Question

find the amplitude, period, horizontal shift and vertical shift for the following equation. y = 3 cos(x + 3) − 2 amplitude = ? period = π horz. shift = vert. shift =

Explanation:

Step1: Recall the general form of a cosine function

The general form of a cosine function is \( y = A\cos(B(x - C)) + D \), where:

• \( |A| \) is the amplitude,
• The period is \( \frac{2\pi}{|B|} \),
• \( C \) is the horizontal shift (positive to the right, negative to the left),
• \( D \) is the vertical shift (positive up, negative down).

Step2: Identify the values of A, B, C, D in the given equation

The given equation is \( y = 3\cos(x + 3) - 2 \). We can rewrite it as \( y = 3\cos(1 \cdot (x - (-3))) + (-2) \).

• Comparing with the general form, we have \( A = 3 \), \( B = 1 \), \( C = -3 \), \( D = -2 \).

Step3: Calculate the amplitude

The amplitude is \( |A| \).
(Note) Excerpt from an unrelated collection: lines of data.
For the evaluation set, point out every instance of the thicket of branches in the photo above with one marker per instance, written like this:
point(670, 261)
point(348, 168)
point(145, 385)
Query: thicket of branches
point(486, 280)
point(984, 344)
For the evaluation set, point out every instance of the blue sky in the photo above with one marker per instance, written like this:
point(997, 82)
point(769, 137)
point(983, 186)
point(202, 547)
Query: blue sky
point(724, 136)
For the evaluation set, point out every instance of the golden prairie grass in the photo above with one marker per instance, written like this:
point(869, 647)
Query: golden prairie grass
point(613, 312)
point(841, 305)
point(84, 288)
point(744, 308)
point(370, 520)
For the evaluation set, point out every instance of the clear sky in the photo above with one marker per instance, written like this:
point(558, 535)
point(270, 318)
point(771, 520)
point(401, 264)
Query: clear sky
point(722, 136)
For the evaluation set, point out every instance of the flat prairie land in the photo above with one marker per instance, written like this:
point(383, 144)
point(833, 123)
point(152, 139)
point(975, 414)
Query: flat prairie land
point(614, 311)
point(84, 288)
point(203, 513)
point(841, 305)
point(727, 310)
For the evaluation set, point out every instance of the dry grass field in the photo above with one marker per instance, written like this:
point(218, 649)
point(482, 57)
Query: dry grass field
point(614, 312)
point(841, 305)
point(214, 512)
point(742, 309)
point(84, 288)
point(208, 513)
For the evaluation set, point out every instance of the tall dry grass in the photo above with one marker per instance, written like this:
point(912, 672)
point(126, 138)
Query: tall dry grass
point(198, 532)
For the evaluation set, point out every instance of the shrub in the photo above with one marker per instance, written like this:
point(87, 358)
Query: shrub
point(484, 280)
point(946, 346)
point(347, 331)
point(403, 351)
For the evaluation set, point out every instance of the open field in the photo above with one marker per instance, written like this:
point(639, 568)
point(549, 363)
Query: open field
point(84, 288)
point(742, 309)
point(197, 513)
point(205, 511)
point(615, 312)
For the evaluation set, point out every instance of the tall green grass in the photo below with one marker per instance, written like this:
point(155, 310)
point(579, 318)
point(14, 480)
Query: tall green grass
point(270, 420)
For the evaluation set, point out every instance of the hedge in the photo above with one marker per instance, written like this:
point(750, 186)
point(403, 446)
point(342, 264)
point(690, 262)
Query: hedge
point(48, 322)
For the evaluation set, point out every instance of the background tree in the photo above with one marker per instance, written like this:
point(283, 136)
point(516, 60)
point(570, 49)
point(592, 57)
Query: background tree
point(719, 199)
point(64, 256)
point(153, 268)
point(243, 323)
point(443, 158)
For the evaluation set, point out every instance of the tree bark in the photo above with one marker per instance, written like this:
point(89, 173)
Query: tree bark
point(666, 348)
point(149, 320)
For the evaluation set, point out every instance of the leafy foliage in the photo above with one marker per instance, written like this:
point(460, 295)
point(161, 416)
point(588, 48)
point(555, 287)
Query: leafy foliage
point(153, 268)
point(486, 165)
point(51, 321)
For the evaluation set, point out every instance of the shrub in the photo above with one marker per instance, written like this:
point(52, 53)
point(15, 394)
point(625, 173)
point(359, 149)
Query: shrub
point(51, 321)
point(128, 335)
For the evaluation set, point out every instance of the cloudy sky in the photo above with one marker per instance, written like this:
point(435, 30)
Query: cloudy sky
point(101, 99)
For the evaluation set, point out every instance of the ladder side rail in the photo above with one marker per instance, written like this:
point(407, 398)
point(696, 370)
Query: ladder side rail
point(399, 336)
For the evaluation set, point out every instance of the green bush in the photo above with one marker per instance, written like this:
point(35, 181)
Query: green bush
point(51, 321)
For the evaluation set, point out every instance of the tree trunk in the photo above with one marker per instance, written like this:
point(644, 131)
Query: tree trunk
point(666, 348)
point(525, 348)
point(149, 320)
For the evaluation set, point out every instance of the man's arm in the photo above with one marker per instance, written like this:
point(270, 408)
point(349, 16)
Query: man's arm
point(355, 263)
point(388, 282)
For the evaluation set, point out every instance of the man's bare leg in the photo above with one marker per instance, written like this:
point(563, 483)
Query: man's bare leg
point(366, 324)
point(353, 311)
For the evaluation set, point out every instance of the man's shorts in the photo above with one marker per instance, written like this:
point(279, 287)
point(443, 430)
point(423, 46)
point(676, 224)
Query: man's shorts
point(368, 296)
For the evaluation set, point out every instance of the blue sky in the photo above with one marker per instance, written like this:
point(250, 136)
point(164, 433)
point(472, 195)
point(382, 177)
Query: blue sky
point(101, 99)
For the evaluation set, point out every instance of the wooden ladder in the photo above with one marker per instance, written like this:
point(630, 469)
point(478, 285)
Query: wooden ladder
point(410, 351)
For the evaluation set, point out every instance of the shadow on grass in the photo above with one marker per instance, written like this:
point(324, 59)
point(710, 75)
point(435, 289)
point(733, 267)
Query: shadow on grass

Since \( A = 3 \), the amplitude is \( |3| = 3 \).

Step4: Calculate the period

The period is \( \frac{2\pi}{|B|} \). Since \( B = 1 \), the period is \( \frac{2\pi}{|1|} = 2\pi \). In the form where the period is expressed as \( [\ ]\pi \), we have \( \frac{2\pi}{\pi} = 2 \), so the period is \( 2\pi \) (or in the box, it's 2).

Step5: Determine the horizontal shift

The horizontal shift is \( C \). Here, \( C = -3 \), which means the graph is shifted 3 units to the left.

Step6: Determine the vertical shift

The vertical shift is \( D \). Here, \( D = -2 \), which means the graph is shifted 2 units down.

Answer:

Amplitude = \( 3 \)
Period = \( 2 \pi \) (so the box for period is \( 2 \))
Horz. Shift = \( -3 \) (or 3 units left)
Vert. Shift = \( -2 \) (or 2 units down)

For the amplitude box specifically, the answer is \( \boldsymbol{3} \).